Wednesday, February 11, 2009

The Litter - Emerge

This 1969 album by Minneapolis garage rockers (their Pebbles classic “Action Woman” has been covered innumerable times) turned hard-rockers is a masterpiece of intensity and guitar-centric wildness! Drummer Tom Murray has a great sound and his attack drives the group right from the start. Lead guitarist Ray Melina lets riffs fly right and left with plenty of noise and feedback while rhythm guitarist Dan Rinaldi and bassist Jim Kane hold down the fort, letting vocalist Mark Gallagher cut loose on top of it all.

Starting, appropriately enough, with “Journeys”, a wall of feedback builds as Murray does his best Keith Moon imitation and Melina blasts out licks while the band churns with a hi-energy toughness. More perfect guitar and drumming opens up “Feeling” and never lets up as Gallagher does his best to scream and shout over the madness. This is a showcase for Melina and he practically can’t stop himself from throwing out more cool lines throughout the entire song.

Giving us moment to breath, they slow down for the quiet, melodic, jazzy blues of “Silly People”. This has several sections and was certainly influenced by jazz-pop such as Dave Brubeck’s “Take Five”. But, they can’t hold back for long and soon enough, Ray explodes again with a wild solo before they bring it all down again. Back with a powerful incessant beat in “Blue Ice”, they add some menacing sounding minor chords which allows Gallagher to sing out like Arthur Brown and shriek to introduce more terrific guitar playing.

Showing their originality in their covers, “For What It’s Worth” moves from slow, quiet verses to almost out-of-control chugging choruses. Everyone gets to show off on this one, from more distorted, sustained guitar work to nice vocals harmonies to a perfect Ian Gillian-like scream! Side two of the album begins with an equally unique “Little Red Book” that removes the identifying riff and adds huge power chords. Cool and different!

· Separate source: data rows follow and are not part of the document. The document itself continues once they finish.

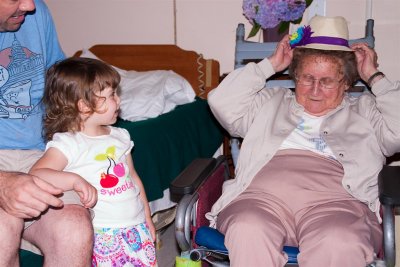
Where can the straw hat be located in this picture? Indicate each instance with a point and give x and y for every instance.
(325, 33)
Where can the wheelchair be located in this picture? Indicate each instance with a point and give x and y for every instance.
(200, 184)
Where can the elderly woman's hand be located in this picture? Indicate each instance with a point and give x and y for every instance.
(367, 60)
(282, 56)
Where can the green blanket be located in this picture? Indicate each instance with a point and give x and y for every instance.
(165, 145)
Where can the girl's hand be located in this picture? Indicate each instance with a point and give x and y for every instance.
(86, 192)
(282, 56)
(152, 228)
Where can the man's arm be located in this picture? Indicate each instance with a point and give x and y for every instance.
(26, 196)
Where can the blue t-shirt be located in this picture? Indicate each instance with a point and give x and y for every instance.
(25, 56)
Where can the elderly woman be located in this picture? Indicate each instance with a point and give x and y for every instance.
(308, 166)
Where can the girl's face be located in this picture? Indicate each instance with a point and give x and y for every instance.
(319, 85)
(107, 108)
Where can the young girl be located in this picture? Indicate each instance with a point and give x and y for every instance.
(85, 153)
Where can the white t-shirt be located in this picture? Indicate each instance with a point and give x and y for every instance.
(101, 160)
(306, 136)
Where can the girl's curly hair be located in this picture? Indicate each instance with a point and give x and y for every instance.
(346, 61)
(68, 82)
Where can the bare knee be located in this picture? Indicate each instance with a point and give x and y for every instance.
(74, 228)
(10, 236)
(68, 230)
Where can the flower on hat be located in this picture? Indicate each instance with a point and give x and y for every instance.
(265, 14)
(301, 36)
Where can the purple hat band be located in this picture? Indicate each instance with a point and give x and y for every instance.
(328, 40)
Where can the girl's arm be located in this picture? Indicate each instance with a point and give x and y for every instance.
(50, 169)
(143, 196)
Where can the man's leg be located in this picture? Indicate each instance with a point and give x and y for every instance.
(64, 236)
(10, 236)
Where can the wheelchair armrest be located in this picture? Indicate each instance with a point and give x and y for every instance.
(191, 177)
(389, 196)
(389, 185)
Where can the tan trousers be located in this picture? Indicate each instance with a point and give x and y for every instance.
(297, 199)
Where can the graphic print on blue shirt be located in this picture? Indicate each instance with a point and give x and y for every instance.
(19, 69)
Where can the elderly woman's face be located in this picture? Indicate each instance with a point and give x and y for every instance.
(319, 85)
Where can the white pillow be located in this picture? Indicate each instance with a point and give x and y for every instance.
(148, 94)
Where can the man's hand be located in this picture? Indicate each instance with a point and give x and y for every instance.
(26, 196)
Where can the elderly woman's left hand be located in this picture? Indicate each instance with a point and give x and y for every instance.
(282, 55)
(367, 60)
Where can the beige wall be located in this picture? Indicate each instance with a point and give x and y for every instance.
(206, 26)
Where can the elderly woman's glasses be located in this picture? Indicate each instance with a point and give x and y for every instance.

A melodic piece of psych-pop, “Breakfast at Gardenson’s” is a fine example of this style – not quite as crazed as their other numbers, but far from wimpy with nice singing and playing.

Their musical odyssey, “Future of the Past” closes the album with a multi-sectioned number which moves from quiet to insanely loud and then allows drum-master Murray to perform a solo. Yes, drum solos are always a bad idea and generally boring as hell, but Tom is just so damn good that it keeps your interest and doesn’t make you jump up and eject the record!

This is another link between garage, psych, hard rock and heavy metal, but a damn fuckin’ great example of it all with an almost Detroit-styled intensity to the playing. If you’re not a stick-in-the-mud revisionist who has to fit everything into a neat, little category and you wanna hear another example of the beginning of punk’n’roll not dissimilar to Blue Cheer, this is a classic!